Enhanced interrogation

‘This film is perfect’ the jacket to Rendition tells us - and it is not hard to see why this verdict could be awarded. It is the story of a man with an Arab name who is accused of making calls to a suspected bomber.

He is arrested when he disembarks from a plane in America; he is denied access to a lawyer and whisked away (rendered) for ‘enhanced interrogation’ (torture) to an unnamed North African country.

The word ‘perfect’ comes in because, in an amazing way, everyone in the story is credible. It is almost certain the arrested man is innocent but his pregnant wife, who already has one child and who gradually comes to realise what has happened to him – despite denials of knowledge of his whereabouts in all official quarters – finds herself with traces of agonising doubt about him, which she suppresses in order to concentrate on finding him.

The Arab man tasked with the ‘interrogation’ uses both physical and psychological torture – but reluctantly and with some measure of restraint. He is a family man and it emerges that his daughter is breaking the traditional ‘rules’ about how a young Arab woman is supposed to behave.

She is in love with a man but she harbours doubts about his activities and in the end it turns out that he is a suicide bomber who has been indoctrinated in an extreme religious school and taught to sacrifice his life for ‘the cause’ or be condemned to hell.

And then we see the American CIA agent, who has to witness the ‘interrogation’ and report back to Washington, gradually reaching a defining moment when he realises the arrested man is innocent and he works to free him from the Arabs before they know what he is doing.

And finally there are the ‘hidden men’ – mainly a woman actually – in Washington who have orchestrated the whole rendition programme and justify themselves that the law has to be bent a little to save countless lives. This is post 9/11 America and the film cleverly half hides the famous landmarks of the capitol, implying that the constitution of the United States has to be ignored a little in the interests of national security.

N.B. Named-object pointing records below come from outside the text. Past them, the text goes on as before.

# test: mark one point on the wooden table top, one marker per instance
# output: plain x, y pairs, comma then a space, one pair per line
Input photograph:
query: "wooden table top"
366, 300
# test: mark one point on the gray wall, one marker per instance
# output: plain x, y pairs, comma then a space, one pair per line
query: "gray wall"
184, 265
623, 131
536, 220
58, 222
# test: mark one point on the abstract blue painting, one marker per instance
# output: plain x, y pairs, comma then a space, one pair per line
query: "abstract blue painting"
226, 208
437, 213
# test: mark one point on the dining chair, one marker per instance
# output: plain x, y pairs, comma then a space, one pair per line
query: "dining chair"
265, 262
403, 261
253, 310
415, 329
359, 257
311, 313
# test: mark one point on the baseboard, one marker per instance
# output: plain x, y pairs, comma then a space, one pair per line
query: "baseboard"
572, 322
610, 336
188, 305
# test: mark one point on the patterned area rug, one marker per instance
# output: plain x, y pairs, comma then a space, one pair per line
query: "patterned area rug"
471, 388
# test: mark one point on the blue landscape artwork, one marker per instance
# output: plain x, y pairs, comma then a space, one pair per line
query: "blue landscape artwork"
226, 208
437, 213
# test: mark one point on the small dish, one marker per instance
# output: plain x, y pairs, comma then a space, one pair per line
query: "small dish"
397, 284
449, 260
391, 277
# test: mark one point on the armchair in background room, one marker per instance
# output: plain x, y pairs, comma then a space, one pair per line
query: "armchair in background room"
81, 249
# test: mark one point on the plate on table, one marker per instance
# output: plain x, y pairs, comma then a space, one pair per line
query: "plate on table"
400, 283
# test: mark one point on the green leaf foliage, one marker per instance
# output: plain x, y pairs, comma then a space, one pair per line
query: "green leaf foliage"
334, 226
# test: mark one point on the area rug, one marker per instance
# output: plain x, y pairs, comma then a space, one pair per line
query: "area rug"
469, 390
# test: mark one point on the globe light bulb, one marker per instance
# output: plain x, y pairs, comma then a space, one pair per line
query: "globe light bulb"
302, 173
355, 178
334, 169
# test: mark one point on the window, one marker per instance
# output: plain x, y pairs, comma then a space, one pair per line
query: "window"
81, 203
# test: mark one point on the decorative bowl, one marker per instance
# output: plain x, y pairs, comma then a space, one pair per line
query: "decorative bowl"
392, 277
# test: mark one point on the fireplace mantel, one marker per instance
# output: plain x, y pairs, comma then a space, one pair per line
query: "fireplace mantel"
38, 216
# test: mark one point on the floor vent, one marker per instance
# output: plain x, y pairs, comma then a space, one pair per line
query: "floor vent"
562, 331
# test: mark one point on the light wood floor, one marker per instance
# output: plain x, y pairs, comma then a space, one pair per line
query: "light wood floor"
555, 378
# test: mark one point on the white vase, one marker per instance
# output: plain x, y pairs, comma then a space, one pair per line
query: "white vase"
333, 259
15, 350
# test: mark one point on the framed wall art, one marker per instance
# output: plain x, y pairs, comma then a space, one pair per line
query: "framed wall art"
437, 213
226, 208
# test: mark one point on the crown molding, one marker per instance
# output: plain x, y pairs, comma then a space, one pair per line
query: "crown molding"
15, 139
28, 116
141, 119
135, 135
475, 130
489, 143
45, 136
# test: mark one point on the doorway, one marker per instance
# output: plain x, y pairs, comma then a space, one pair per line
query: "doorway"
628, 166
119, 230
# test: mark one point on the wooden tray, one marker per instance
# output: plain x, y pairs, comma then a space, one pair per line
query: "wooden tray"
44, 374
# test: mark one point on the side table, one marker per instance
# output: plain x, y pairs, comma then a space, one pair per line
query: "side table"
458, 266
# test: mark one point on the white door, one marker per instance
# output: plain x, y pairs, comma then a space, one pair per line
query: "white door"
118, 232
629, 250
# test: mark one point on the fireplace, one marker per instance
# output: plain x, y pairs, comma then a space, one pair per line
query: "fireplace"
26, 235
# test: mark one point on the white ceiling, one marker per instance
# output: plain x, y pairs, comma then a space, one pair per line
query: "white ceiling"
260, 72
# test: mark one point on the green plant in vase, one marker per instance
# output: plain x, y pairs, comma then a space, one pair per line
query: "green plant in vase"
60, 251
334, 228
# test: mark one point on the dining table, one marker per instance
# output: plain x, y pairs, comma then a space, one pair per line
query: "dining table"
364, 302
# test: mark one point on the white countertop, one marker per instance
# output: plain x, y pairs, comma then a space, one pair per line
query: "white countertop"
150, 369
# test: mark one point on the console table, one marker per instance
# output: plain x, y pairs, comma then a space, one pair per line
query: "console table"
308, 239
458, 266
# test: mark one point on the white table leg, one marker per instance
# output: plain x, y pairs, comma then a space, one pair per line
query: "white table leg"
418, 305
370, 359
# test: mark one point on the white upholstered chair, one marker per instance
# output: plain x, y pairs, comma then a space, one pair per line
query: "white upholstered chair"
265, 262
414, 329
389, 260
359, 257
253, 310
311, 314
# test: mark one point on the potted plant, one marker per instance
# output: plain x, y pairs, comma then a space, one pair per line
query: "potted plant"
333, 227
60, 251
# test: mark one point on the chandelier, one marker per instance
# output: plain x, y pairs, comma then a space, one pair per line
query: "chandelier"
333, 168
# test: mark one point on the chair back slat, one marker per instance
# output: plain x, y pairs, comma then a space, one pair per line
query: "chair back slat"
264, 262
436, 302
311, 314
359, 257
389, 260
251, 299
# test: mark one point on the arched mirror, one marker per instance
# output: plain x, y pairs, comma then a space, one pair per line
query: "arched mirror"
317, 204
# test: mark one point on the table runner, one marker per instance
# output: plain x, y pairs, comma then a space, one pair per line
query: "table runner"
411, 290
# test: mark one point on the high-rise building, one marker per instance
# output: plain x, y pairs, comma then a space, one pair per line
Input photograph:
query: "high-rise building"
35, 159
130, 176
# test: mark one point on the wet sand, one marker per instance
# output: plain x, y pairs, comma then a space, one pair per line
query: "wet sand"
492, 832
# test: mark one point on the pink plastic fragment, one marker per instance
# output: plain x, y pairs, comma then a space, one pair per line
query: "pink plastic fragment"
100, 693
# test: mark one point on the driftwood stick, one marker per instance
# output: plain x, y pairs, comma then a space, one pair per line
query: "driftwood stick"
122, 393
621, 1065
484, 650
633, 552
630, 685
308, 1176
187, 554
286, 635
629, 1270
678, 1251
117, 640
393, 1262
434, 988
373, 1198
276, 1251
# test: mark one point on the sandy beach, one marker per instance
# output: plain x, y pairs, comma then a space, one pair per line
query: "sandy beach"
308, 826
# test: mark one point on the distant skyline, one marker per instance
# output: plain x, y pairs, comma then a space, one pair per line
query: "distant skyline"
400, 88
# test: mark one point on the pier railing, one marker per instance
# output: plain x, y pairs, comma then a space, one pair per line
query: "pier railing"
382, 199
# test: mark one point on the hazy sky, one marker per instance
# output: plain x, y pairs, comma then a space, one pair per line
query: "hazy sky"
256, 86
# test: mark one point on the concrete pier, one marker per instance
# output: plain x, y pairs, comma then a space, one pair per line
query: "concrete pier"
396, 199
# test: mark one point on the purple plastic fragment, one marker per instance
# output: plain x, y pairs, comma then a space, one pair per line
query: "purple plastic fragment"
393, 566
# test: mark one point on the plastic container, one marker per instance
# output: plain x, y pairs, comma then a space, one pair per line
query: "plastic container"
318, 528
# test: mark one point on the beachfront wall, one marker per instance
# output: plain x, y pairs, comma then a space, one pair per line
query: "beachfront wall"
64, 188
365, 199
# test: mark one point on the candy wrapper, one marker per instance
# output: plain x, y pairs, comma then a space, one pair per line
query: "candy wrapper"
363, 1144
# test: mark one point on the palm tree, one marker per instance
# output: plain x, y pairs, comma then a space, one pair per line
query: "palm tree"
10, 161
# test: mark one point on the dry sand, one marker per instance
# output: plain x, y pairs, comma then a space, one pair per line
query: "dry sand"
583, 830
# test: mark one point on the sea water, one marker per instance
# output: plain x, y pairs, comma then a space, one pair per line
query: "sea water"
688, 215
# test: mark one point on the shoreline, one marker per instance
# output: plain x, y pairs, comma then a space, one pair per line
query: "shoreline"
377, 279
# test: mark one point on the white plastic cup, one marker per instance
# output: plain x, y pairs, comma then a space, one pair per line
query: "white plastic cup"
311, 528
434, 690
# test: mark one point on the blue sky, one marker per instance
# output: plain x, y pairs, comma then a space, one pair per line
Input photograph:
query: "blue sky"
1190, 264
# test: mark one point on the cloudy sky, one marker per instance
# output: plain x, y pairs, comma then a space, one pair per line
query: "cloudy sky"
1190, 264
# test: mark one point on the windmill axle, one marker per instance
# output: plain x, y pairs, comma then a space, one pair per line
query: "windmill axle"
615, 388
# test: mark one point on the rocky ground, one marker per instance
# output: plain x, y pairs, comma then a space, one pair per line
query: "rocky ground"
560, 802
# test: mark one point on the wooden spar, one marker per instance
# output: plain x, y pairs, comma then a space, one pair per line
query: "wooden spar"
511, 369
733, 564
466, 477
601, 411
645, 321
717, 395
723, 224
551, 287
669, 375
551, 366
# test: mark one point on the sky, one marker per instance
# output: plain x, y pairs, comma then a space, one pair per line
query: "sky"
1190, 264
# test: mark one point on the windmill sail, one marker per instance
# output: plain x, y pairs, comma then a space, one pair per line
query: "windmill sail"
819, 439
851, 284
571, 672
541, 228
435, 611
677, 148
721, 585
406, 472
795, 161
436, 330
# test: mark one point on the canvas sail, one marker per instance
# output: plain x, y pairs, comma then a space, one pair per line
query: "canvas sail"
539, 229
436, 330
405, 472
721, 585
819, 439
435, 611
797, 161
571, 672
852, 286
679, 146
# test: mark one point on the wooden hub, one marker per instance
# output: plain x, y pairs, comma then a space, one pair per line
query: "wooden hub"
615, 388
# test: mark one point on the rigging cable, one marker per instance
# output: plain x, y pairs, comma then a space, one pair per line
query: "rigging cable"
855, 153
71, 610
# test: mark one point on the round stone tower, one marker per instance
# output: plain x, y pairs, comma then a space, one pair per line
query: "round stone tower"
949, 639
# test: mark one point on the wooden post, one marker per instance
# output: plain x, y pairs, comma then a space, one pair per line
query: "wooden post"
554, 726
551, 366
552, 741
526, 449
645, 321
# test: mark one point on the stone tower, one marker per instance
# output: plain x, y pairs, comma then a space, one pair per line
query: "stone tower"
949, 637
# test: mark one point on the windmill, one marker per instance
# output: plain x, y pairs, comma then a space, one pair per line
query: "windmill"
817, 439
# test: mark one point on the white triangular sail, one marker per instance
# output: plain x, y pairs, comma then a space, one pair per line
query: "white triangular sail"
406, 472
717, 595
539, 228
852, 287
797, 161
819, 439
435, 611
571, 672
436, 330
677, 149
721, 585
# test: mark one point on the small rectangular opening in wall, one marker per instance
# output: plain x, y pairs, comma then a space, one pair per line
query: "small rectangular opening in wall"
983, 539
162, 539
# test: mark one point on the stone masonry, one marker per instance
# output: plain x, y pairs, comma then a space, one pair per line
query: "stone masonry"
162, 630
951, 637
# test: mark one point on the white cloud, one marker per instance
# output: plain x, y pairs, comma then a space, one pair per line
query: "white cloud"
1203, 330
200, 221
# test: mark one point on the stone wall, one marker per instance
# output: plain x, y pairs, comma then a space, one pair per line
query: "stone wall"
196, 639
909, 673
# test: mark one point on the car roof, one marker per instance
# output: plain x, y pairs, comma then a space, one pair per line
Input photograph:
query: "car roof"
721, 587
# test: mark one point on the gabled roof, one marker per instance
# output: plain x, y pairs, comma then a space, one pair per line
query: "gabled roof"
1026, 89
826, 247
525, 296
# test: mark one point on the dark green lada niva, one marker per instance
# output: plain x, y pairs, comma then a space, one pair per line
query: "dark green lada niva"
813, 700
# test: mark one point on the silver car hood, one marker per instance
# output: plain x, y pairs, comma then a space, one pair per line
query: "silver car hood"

It is a frightening film in that all the characters are ‘good’ people but doing despicable things. If we could only blame someone, or hate someone, in the story it would be easier to watch. But there is an unrelieved decency about everyone and no one comes across as evil.

Yet the whole film is about the evil to which good people can descend when they suppress the questions that arise within them and convince themselves that ‘the end justifies the means.’